I have a confession of sorts to make. It took me over 30 years to learn that there are only two problems that a firm can encounter in the pursuit of customers and revenue: figuring out how to seize the opportunity at hand, and how to stop a freefall. It is a game of Snakes and Ladders often played on a global scale, and sometimes lacking any enjoyment whatsoever.
Everything else – share capture, new product introductions, sales enablement, margin erosion, excessive churn, and hundreds of other descriptors – are variations on these two themes. Always. Without exception. The variations are important to be sure. Yet, the variations can make it difficult to clearly see the shortest pathway to opportunity or problem.
What is harrowing is that one or the other can be masked, disguised as something it’s not, and confusing management at the expense of precious time.
Is a technology leader that rapidly introduces new products or models on the growth path? If the aggregate revenue decline of existing products is greater than the upward slope of new ones, then it is in fact in freefall.

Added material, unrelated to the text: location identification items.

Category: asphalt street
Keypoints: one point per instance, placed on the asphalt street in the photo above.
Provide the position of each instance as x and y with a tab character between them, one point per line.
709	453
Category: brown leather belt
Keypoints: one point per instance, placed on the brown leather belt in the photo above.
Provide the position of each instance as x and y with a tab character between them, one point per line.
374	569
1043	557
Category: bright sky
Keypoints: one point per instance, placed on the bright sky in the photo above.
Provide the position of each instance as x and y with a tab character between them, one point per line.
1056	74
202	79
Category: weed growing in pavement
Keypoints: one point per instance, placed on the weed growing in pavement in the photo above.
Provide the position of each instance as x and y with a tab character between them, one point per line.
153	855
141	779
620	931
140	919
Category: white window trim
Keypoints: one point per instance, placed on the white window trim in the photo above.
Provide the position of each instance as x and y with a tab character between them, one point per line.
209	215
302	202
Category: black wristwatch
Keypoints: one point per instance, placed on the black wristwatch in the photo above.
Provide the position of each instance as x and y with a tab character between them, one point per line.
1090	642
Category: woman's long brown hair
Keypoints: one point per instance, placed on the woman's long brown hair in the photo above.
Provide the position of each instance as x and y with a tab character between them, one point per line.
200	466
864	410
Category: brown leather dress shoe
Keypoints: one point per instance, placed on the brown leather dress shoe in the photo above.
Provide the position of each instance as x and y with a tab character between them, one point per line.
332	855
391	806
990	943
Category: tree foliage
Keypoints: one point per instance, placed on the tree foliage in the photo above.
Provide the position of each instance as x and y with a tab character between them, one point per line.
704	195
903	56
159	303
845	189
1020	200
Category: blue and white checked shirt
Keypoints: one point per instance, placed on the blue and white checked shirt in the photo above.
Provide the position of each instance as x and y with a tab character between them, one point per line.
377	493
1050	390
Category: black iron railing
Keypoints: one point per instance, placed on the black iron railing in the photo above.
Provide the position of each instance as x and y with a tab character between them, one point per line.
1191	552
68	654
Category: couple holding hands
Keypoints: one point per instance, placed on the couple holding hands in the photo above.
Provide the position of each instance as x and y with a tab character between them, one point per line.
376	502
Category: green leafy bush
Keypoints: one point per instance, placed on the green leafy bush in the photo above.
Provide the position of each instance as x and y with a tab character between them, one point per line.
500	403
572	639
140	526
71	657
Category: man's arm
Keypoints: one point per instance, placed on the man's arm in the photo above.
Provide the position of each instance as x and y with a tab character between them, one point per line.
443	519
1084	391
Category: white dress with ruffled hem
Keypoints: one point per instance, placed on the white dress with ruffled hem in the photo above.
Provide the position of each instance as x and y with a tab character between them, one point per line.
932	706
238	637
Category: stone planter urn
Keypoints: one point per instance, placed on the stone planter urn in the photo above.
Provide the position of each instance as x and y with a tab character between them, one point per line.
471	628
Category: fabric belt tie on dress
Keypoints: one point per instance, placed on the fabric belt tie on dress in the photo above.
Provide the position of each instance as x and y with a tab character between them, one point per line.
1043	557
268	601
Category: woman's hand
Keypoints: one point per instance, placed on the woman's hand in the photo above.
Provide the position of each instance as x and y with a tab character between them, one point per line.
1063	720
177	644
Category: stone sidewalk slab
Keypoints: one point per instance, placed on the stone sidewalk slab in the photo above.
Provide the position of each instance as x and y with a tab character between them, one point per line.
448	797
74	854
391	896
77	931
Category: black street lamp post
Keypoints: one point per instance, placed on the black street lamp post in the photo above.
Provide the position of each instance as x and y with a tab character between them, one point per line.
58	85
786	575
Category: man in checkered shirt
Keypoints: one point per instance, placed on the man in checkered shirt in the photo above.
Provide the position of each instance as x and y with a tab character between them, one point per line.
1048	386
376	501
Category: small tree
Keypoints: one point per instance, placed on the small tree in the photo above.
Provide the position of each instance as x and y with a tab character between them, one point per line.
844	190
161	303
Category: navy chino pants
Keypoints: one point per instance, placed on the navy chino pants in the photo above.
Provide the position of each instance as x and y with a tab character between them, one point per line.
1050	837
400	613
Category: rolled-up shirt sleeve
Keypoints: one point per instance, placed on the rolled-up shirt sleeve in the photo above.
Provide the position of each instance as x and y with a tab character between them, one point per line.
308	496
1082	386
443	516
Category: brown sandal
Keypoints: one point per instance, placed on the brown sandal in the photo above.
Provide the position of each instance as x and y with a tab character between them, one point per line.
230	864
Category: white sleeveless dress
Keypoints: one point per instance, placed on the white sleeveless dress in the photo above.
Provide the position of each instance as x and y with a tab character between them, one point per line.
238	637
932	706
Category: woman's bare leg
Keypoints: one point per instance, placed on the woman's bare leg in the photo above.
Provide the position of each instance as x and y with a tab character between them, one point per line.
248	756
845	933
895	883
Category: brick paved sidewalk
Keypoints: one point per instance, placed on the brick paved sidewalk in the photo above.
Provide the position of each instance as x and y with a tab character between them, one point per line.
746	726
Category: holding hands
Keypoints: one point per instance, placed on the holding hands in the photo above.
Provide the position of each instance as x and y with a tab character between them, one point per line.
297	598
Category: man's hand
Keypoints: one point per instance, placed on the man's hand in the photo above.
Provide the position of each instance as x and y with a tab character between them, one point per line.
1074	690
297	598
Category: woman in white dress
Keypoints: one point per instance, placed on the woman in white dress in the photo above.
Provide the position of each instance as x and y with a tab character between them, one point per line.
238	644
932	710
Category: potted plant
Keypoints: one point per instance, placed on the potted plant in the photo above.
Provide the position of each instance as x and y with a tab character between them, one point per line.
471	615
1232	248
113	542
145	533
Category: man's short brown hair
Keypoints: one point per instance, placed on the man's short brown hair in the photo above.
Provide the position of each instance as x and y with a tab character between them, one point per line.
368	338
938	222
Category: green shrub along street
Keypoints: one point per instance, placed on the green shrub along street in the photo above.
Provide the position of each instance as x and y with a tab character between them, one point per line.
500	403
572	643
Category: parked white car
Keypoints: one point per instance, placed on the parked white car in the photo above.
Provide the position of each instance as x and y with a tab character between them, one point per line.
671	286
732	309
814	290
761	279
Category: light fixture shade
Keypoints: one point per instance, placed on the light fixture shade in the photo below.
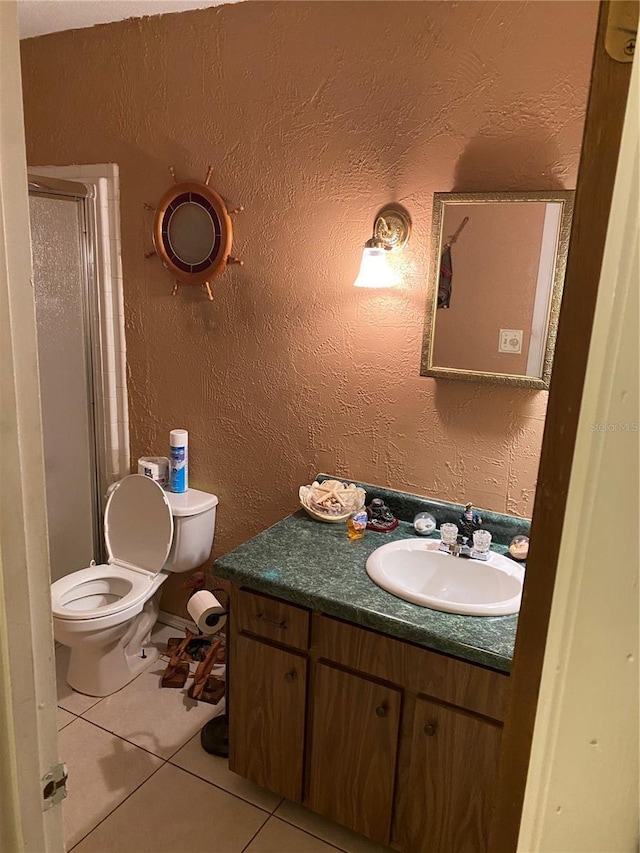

Do declining revenues indicate a freefall, with no reserve parachute in sight? Tim Cook of Apple would tell you no.
False positives and false negatives are not the norm, but they are not as uncommon an occurrence as one might think.
When the CEO looks daily at the dashboard, increasingly similar to the complexity of a 747 cockpit, the most important question to answer is this: are we headed in the right direction? Speed matters, yes – but not nearly as much as the compass heading.